Cloud Lessons for HP, Alcatel-Lucent, and Even Google

We have three more reminders of the reality of transformation this morning; it’s hard at best and often impossible.  HP reported their quarterly numbers, Alcatel-Lucent got its new CEO, and Google launched a serious Chromebook, and the three represent different aspects of a common vision of the future, which is “the cloud”.

HP’s challenge is that the Internet has been the draw for incremental growth in PC usage, and of course you don’t need a PC to be on the Internet.  Since HP is a name in PCs and not a name in tablets or phones, it’s representing a minority segment of the device market.  No matter how much Whitman wants to talk about how well this or that PC has been received by shows and reviewers, the contraction in the PC market she talks about isn’t a 4Q phenomena, it’s permanent.  The PC business is going to be an albatross for HP, and of course for Dell, unless you can make it more symbiotic with the cloud.

Google’s Chromebook Pixel is an example of how not to do that, in my view.  Here’s a gadget that will cost you substantially more than a typical laptop (I bought one recently, well-equipped, for about a third of Pixel’s list price), but it tries to hide functional deficits in coolness.  Apple has always been cool, but it’s also been highly functional in all its devices.  Pixel just doesn’t have the functionality needed to pull users away from tablets or PCs, which means it targets that fuzzy transitional space of people who want “more” than a tablet and “less” than a PC.

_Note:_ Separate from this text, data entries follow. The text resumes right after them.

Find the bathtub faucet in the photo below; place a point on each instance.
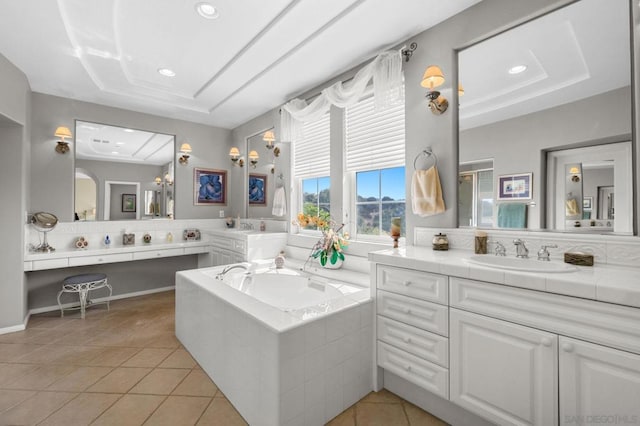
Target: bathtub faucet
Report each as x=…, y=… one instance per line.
x=229, y=268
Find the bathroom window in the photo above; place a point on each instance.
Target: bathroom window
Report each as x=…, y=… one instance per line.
x=315, y=198
x=374, y=163
x=380, y=195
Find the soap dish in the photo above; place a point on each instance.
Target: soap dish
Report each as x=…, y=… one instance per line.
x=579, y=259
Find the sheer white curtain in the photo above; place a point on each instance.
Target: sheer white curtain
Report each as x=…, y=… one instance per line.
x=385, y=71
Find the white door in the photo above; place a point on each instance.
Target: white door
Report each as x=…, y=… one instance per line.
x=598, y=384
x=504, y=372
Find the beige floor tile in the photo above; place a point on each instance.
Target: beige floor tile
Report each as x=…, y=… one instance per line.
x=113, y=357
x=161, y=381
x=35, y=409
x=180, y=358
x=130, y=410
x=41, y=377
x=179, y=410
x=11, y=352
x=380, y=414
x=120, y=380
x=10, y=398
x=221, y=413
x=197, y=383
x=81, y=410
x=80, y=379
x=11, y=372
x=418, y=416
x=382, y=396
x=148, y=357
x=346, y=418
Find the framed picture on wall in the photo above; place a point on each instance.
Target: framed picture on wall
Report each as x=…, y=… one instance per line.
x=210, y=187
x=257, y=189
x=515, y=187
x=128, y=203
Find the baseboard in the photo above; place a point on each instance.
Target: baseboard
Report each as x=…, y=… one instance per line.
x=97, y=300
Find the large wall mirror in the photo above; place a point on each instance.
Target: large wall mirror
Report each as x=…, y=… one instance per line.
x=122, y=173
x=545, y=117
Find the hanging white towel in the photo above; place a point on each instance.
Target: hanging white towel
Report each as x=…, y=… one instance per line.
x=279, y=202
x=426, y=193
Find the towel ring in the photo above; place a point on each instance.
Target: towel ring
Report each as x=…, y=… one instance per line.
x=427, y=153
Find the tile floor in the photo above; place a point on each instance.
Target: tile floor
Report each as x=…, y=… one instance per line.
x=126, y=367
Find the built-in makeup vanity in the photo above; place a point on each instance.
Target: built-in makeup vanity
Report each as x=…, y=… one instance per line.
x=509, y=346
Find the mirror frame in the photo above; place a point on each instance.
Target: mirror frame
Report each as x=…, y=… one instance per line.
x=632, y=135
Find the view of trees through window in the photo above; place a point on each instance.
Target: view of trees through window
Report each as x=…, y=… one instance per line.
x=380, y=196
x=315, y=198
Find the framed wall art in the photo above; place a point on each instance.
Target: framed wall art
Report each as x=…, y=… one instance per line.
x=515, y=187
x=257, y=189
x=210, y=187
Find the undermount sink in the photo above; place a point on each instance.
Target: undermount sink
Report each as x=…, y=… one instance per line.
x=522, y=265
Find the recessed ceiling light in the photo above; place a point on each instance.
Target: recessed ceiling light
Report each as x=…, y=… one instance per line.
x=166, y=72
x=207, y=11
x=517, y=69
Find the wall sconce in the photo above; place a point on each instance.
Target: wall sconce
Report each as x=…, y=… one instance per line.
x=253, y=158
x=63, y=146
x=269, y=137
x=185, y=150
x=431, y=79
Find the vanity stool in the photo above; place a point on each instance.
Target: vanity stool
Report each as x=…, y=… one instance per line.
x=83, y=284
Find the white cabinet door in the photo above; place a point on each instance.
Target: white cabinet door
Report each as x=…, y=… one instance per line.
x=504, y=372
x=598, y=384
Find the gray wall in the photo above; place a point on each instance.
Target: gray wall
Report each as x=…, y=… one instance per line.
x=516, y=144
x=52, y=174
x=14, y=154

Solving both HP’s and Google’s problems is a matter for the cloud.  The thing I think is clear is that we really have to embrace the notion that “the cloud” goes all the way to the edge, to the appliance, in a resource sense.  An application in the future isn’t client/server, it’s cloud.  Functional elements are hosted where they can be, and run as needed.  The difference between a thin or thick client is (you guessed it) thinness or thickness in a function-hosting sense.  Microsoft may be heading in that direction with Office 365, but if you’re a Google or an HP you need to be leading the charge to the new vision, not waiting for Microsoft to pull your chestnuts.

HP has been sadly unfocused on its vision of the cloud, and in some ways their earnings call demonstrates the reason.  They’re all locked up in product-silo profit centers where everyone tries to make their own numbers and the company’s numbers are just what it all adds up to.  You can’t have technical integration of resources and users and not have business integration of the elements that support those communities.  Business integration means one goal, one cloud, for all.

You might wonder where Alcatel-Lucent fits into this picture, so let’s look at them now.  For literally half a decade, Alcatel-Lucent has been a leader in envisioning the service layer of the network.  What is a service layer?  It’s a cooperative community of resources and features/components that provides a means of dynamically assembling an experience from the functionally optimum pieces, then puts each piece in the cost/performance-optimized place to run.  In short, it’s a cloud.  The problem they’ve had is that they didn’t (and still don’t) articulate their cloud story to match their service-layer story.  We’re back to silos in an ecosystemic market.

What’s bringing this to a head for all of the players is the advent of the dynamic network duo of software-defined networking and network functions virtualization.  SDN technology is not going to spread itself over the Internet in a couple years.  Likely never, in fact.  What SDN technology will do is to support ENCLAVE networking, the networking of behind-the-scenes resources and elements that combine to create experiences.  It’s an intra-service-layer technology, and the bigger the service layer is the bigger SDN is.  NFV technology is going to define the framework in which resources and components combine, the architecture of the service layer, because you can’t pull functions from cooperative devices in a network, host them on servers as discrete elements that don’t communicate with each other, and expect you’ll end up with the cooperative behavior you started with.  Even enterprises will be impacted by NFV because NFV is the initiative most likely to create the platform-as-a-service architecture that real cloud applications will be written to.

HP should have seen that, and HP should have pushed itself in that direction while PCs were a cash cow and not carrion.  Google should have seen that and created the framework before they started pushing Chromebooks, before they asked users to buy into something that’s not the answer to the general market needs.  Alcatel-Lucent should have seen that and made their cloud the cloud of the real future and not just another cloud-computing service platform offering.

You can’t talk about how cows digest without talking about grass, you can’t talk about how grass grows without soil chemistry, you can’t talk soil chemistry without understanding the biology of the whole ecosystem whose refuse feeds the soil, and that gets you back to cows.  If the cloud is real, we’re all in it together, and we have to first look up to the cloud if we want to GO up.